At A, a half-wave rectifier circuit. At B, a full-wave center-tap rectifier circuit. At C, a full-wave bridge rectifier circuit.
The simplest rectifier circuit, called the half-wave rectifier (above figure A), has a single diode that chops off half of the ac cycle. The effective (eff ) output voltage from a power supply that uses a half-wave rectifier is much less than the peak transformer output voltage, as shown in below figure A. The peak voltage across the diode in the reverse direction can be as much as 2.8 times the applied rms ac voltage.
At A, the output of a half-wave rectifier. At B, the output of a fullwave rectifier. Note the difference in how the effective (eff ) voltages compare with the peak voltages.
Most engineers like to use diodes whose PIV ratings are at least 1.5 times the maximum expected peak reverse voltage. Therefore, in a half-wave rectifier circuit, the diodes should be rated for at least 2.8 × 1.5, or 4.2, times the rms ac voltage that appears across the secondary winding of the power transformer.

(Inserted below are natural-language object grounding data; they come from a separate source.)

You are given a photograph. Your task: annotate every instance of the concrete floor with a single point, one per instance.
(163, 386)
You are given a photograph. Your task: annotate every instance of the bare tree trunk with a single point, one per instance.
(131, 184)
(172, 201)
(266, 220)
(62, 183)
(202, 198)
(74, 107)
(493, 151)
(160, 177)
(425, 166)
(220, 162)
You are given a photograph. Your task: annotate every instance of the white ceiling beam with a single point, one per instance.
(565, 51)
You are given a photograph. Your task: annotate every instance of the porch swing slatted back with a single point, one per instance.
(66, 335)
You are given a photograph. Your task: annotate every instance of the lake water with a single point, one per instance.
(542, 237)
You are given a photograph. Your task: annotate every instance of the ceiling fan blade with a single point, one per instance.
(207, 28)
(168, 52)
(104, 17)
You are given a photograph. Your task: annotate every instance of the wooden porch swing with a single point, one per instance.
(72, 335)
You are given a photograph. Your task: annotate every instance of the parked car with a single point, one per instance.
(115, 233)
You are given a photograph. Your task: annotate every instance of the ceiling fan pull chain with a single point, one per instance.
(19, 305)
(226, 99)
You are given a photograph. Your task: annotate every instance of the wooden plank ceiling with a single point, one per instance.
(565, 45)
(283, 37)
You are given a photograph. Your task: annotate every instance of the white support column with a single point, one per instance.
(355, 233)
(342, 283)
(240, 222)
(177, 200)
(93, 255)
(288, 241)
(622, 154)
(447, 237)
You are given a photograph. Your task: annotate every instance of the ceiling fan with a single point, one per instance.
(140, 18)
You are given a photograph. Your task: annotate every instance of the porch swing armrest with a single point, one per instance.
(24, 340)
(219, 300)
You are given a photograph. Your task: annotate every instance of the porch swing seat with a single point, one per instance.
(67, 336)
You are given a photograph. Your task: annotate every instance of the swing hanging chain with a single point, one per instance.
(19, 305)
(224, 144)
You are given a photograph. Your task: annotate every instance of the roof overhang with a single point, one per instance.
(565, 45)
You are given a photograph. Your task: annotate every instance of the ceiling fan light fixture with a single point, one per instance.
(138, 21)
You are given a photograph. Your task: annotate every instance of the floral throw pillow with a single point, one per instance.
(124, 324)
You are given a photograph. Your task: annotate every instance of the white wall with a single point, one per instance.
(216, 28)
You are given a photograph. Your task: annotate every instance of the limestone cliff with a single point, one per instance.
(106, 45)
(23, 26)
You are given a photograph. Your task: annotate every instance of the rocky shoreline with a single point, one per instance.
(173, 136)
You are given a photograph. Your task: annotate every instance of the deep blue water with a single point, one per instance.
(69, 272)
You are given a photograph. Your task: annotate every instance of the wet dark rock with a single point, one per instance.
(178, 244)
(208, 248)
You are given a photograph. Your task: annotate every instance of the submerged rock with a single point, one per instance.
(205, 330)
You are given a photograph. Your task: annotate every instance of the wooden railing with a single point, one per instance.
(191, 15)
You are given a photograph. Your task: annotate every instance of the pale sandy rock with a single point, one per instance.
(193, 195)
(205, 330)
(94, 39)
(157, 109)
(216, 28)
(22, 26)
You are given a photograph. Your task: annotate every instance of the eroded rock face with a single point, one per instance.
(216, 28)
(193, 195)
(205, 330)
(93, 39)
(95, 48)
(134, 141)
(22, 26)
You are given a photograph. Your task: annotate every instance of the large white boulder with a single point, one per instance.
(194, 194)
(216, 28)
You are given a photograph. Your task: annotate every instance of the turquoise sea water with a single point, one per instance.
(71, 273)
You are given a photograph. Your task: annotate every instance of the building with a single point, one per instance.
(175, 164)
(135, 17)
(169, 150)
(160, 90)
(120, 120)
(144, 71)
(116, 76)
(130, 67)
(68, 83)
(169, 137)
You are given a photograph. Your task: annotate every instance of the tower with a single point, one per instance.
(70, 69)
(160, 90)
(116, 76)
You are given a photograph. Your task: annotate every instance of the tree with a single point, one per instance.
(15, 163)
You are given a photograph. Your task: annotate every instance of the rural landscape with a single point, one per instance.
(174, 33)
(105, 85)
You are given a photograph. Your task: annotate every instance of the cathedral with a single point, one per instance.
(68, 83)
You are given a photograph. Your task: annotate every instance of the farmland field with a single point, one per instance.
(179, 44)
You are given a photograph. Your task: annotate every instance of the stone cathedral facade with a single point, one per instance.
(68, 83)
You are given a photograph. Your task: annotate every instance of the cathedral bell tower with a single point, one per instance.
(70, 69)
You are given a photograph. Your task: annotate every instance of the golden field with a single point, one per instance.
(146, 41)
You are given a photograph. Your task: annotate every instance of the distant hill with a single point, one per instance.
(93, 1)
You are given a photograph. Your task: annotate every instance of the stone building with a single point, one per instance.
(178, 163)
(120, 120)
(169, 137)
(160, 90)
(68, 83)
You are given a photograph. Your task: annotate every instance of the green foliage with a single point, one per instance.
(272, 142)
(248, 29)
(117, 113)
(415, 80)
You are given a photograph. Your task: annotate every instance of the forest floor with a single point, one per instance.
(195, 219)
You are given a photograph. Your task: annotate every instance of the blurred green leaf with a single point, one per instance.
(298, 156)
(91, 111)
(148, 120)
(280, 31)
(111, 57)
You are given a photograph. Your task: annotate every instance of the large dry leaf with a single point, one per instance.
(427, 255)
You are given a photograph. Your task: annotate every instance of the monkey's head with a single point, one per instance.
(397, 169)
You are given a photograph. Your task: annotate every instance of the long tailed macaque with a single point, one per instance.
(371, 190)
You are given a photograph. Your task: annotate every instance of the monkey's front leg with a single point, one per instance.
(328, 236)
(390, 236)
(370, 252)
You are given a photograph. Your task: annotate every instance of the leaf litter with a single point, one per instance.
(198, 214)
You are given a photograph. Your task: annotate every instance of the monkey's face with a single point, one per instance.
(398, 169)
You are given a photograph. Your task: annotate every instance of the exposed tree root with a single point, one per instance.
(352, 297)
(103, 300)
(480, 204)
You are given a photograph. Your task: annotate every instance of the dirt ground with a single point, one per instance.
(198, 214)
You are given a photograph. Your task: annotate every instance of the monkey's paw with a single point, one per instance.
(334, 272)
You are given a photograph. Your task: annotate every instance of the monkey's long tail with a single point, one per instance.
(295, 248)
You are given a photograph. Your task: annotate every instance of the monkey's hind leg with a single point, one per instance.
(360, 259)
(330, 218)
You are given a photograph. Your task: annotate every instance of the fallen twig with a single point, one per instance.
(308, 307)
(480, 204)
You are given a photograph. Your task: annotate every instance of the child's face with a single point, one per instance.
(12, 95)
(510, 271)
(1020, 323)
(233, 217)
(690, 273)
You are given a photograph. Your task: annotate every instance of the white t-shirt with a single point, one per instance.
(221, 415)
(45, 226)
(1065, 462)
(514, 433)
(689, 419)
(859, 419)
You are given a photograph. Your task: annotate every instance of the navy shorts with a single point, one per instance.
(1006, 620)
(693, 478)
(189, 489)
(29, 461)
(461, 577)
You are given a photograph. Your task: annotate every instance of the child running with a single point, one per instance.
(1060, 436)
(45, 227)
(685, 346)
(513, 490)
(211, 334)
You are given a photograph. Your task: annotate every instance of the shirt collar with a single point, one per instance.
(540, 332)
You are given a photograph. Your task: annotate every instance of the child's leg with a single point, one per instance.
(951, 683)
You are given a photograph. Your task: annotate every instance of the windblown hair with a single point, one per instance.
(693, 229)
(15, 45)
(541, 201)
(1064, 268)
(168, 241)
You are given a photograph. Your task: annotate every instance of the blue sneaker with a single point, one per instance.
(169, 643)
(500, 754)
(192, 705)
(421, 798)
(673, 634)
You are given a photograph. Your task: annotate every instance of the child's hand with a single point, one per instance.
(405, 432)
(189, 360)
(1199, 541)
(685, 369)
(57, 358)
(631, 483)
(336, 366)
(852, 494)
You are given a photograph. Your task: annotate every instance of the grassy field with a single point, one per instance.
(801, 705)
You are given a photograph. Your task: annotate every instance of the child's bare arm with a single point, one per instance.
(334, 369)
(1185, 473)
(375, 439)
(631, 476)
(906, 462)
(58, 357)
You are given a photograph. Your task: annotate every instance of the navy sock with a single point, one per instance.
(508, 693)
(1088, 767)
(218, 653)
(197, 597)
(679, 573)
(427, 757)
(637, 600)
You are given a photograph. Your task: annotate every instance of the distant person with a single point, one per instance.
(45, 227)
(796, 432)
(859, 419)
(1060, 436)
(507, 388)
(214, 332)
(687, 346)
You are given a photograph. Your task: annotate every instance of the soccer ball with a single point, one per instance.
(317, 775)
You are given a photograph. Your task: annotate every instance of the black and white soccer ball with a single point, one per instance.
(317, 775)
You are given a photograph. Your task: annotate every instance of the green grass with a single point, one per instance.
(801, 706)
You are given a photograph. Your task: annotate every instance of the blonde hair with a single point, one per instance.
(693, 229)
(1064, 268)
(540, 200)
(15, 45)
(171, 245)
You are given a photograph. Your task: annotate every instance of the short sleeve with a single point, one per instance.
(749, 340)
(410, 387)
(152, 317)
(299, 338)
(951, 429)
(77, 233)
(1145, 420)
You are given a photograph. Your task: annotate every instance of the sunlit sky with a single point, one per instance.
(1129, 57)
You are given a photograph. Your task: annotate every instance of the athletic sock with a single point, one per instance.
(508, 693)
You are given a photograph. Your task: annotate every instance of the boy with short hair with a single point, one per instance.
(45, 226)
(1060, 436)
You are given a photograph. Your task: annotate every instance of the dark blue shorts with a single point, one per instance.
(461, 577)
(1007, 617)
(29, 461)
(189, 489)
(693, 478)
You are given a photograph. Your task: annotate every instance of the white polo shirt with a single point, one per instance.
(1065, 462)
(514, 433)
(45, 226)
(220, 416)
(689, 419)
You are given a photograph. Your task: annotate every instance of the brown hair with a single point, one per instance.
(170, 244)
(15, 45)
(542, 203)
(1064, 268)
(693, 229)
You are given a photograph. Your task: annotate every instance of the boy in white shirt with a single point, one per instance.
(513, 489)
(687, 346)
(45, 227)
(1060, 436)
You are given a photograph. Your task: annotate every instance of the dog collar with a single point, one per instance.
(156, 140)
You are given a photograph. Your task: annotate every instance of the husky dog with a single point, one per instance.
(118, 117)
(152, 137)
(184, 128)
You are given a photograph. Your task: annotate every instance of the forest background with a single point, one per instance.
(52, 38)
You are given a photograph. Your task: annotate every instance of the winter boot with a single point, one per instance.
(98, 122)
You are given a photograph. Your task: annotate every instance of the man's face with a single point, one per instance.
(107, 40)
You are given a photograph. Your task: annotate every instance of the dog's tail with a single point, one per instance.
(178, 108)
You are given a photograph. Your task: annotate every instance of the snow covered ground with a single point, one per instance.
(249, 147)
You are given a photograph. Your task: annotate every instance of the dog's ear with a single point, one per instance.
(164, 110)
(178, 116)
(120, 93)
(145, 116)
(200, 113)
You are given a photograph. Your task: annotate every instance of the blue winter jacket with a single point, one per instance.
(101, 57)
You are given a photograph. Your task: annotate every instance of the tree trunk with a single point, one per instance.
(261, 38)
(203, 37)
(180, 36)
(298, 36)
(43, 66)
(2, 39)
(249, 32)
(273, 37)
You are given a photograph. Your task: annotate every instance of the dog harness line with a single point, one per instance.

Half-wave rectification has shortcomings. First, the output is difficult to filter. Second, the output voltage can drop considerably when the supply is required to deliver high current. Third, halfwave rectification puts a strain on the transformer and diodes because it pumps them. The circuit works the diodes hard during half the ac cycle, and lets them loaf during the other half.
Half-wave rectification is usually adequate for use in a power supply that is not required to deliver much current, or when the voltage can vary without affecting the behavior of the equipment connected to it. The main advantage of a half-wave circuit is that it costs less than more sophisticated circuits.